“Ignorance is bliss,” as the age old expression goes.
I have always been deeply offended by this concept. I remember hearing it for the first time as a twelve year old, from a boy in class using it out of context in an attempt at flirtation with my best friend. It was a signpost slamming down in front of me, bifurcating the road ahead. Did that imply the only way to obtain bliss was through a life of ignorance? How does one impose ignorance upon oneself? It was an unfathomable maneuver for twelve-year-old me. It defied the laws of entropy we were learning about in science class. You can push a ball downhill and it will roll, but to push a ball uphill requires work. For some it seemed, knowledge acquisition was an uphill venture, but my ball was rolling easily downhill. Ignorance would require some forceful blockade.
I couldn’t contemplate it much more at the time, as we were headed to a field trip at a water park. So I added “ignorance is bliss” to the arsenal of insults I kept on deck to sling back at boys who would dare to pull my pigtails. I guess I was supposed to feel jealousy of those naturally predisposed to ignorance, and of the pleasures they are able to easily derive through capitalism. Sometimes I do. But only in the fleeting way one might feel jealous of a labrador, unable to process injustice in the world beyond not being allowed outside to chase a squirrel.

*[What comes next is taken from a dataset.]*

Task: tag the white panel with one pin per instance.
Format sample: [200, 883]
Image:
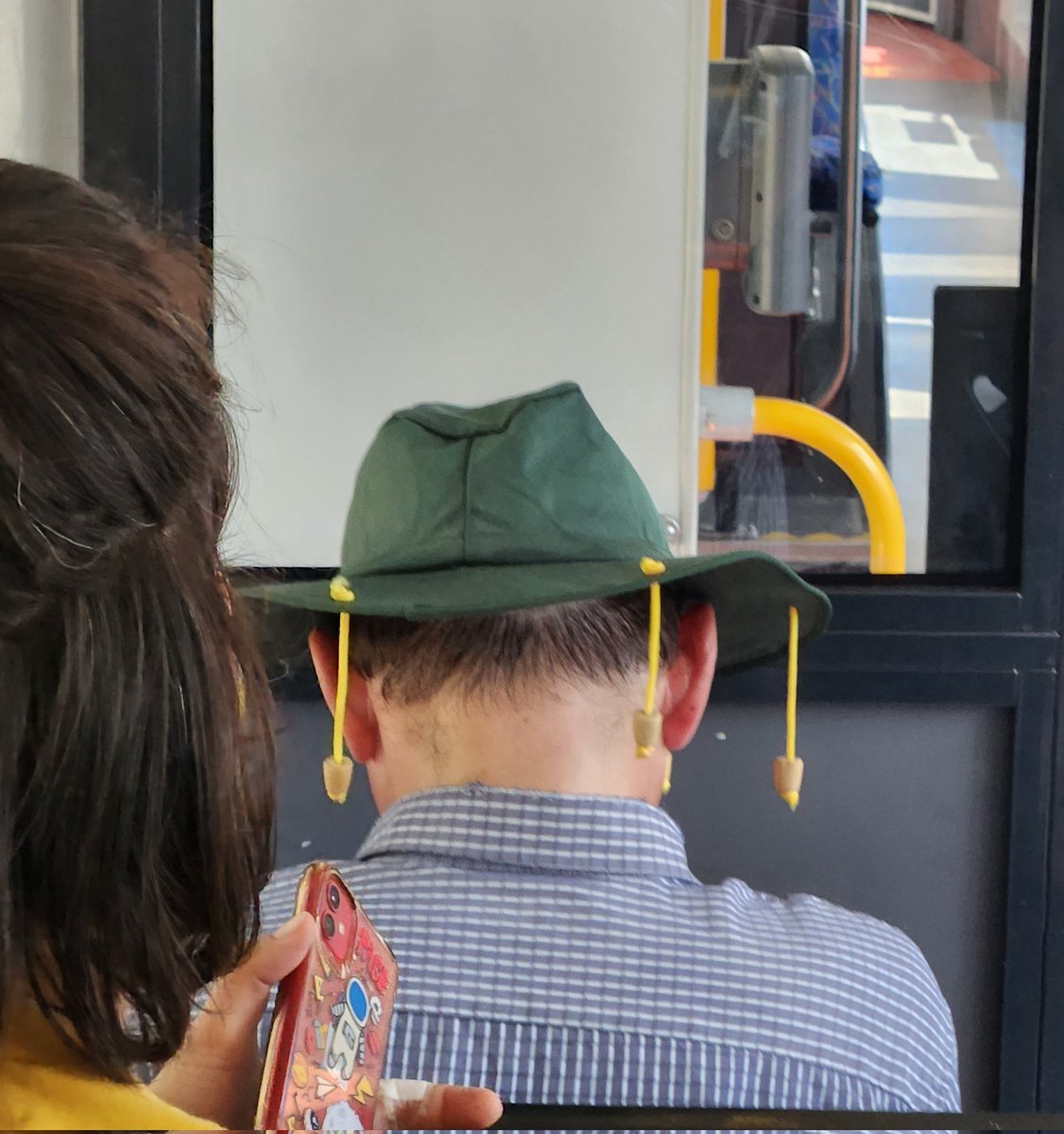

These days, I am quite certain that bliss, true bliss, can not be obtained via any willful practice of ignorance. We should really revise this phrase, so as to not offend those high-bandwidth minds that could begin to get this planet unfucked. Ignorance may be “contentment,” “satisfaction” at most. But bliss, real bliss, comes from being able to see those things in their places on a much more robust spectrum, and seeking out the upper limits while not fearing the lower. After all, these states temporary.